Le livre est divisé en quatre parties qui respectent la chronologie. La première se consacre aux écrits de femmes de la toute fin du 17e et du 18e siècle, une période décrite par l’auteure comme relativement réceptive au choix du célibat en comparaison des siècles précédents. Elle y présente les écrits de Marie de Gournay, Anne Marie de Schurman et Gabrielle Suchon, femmes savantes de leur temps. La seconde partie porte sur des femmes du 19e siècle, au cours duquel l’importance accordée à la famille est accompagnée d’un important recul quant au statut de célibataire. Les écrits des saint-simoniennes, de Jeanne Deroin, Jenny d’Héricourt, Louise Michel, Flora Tristan, Justine Guilery, Sophie Ulliac-Trémadeure, Claire Pic et Catherine Pozzi, célibataires assumées, se font d’autant plus critiques face aux contraintes du mariage. Portant sur le 20e siècle, la troisième partie fait état de l’irrépressible expansion du célibat, rendu possible par de nouvelles formes d’apostolat laïc, et se penche sur les revendications de l’amour libre de la seconde moitié du siècle. Finalement, la dernière partie de l’ouvrage fait valoir que le célibat a perdu, depuis la fin du 20e siècle, sa dimension politique et contestataire puisqu’il est désormais de plus en plus accepté. Selon l’auteure, la lutte pour la réappropriation de leurs corps par les femmes a pris toute la place, et les critiques des célibataires quant à l’institution du mariage ont été mises de côté.
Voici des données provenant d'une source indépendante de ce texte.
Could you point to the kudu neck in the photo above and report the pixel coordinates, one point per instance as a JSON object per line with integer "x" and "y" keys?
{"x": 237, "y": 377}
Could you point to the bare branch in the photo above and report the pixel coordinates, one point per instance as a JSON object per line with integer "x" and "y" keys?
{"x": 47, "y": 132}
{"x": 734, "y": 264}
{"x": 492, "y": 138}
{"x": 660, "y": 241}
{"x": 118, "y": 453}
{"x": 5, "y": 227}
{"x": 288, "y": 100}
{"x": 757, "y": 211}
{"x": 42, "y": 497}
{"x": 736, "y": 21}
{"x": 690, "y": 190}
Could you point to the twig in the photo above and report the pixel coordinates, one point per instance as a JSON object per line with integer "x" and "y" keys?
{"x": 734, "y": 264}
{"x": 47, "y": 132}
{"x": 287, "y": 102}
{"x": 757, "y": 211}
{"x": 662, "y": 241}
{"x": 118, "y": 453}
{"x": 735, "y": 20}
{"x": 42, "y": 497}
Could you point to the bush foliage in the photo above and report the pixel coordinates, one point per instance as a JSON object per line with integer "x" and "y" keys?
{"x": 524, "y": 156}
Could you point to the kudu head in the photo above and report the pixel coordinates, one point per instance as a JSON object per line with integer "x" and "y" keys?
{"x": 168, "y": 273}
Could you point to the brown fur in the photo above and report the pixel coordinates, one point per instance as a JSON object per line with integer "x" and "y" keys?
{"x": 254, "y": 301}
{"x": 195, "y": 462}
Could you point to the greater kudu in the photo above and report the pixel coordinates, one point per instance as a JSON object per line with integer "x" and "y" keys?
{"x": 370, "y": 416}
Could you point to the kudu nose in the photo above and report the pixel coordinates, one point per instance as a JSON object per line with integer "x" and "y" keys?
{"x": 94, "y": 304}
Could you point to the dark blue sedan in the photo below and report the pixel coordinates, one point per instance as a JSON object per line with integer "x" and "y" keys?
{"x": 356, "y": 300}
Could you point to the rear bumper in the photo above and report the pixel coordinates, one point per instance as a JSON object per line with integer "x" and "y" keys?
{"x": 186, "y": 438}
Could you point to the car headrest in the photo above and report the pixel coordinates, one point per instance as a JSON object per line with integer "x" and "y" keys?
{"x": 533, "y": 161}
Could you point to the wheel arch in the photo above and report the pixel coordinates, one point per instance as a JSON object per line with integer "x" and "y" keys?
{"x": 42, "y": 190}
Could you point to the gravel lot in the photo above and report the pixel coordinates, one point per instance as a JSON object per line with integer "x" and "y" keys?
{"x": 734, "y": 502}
Si l’on ne peut reprocher à l’auteure de ne pas faire l’histoire du célibat féminin, puisque ce n’était pas son objectif et qu’elle l’énonce clairement, il demeure que la lecture de cet ouvrage ne manque pas de nous rappeler que l’on devrait se pencher sur l’histoire des célibataires, et pas seulement les plus connues qui sont présentées dans l’ouvrage, mais bien de toutes les célibataires. Car force est de constater que les écrits analysés par Guilpain ne rendent compte que de réflexions de femmes appartement à l’élite intellectuelle de leur époque, et il est vraisemblable qu’elles ne soient pas représentatives de l’expérience du célibat de femmes d’autres milieux. D’ailleurs, si l’auteure fait un excellent travail d’analyse, de présentation et de mise en relation d’écrits rédigés sur plusieurs siècles, on peut regretter qu’elle ne renseigne pas plus les lecteurs sur la réception de ces oeuvres au temps de leur parution.
Finalement, l’auteure ne s’intéresse qu’à des femmes qui ont choisi le célibat, et qui sont forcément critiques de la place accordée aux femmes et des rapports entre les sexes à leur époque. C’est ce qu’elle cherchait, soit, mais compte tenu du sort qui était réservé aux célibataires entre le 18e et le 20e siècle, il y a fort à parier qu’une importante proportion d’entre elles n’avaient pas choisi cette position et qu’elles auraient préféré se marier, en dépit des contraintes qui accompagnaient le mariage. Sans rien enlever à la qualité de l’ouvrage, il apparaît néanmoins que ce dernier sera plus utile à ceux qui s’intéressent de près à une des femmes dont les écrits sont ici présentés, qu’à ceux qui souhaitent en connaître davantage sur le vécu du célibat féminin dans la période étudiée.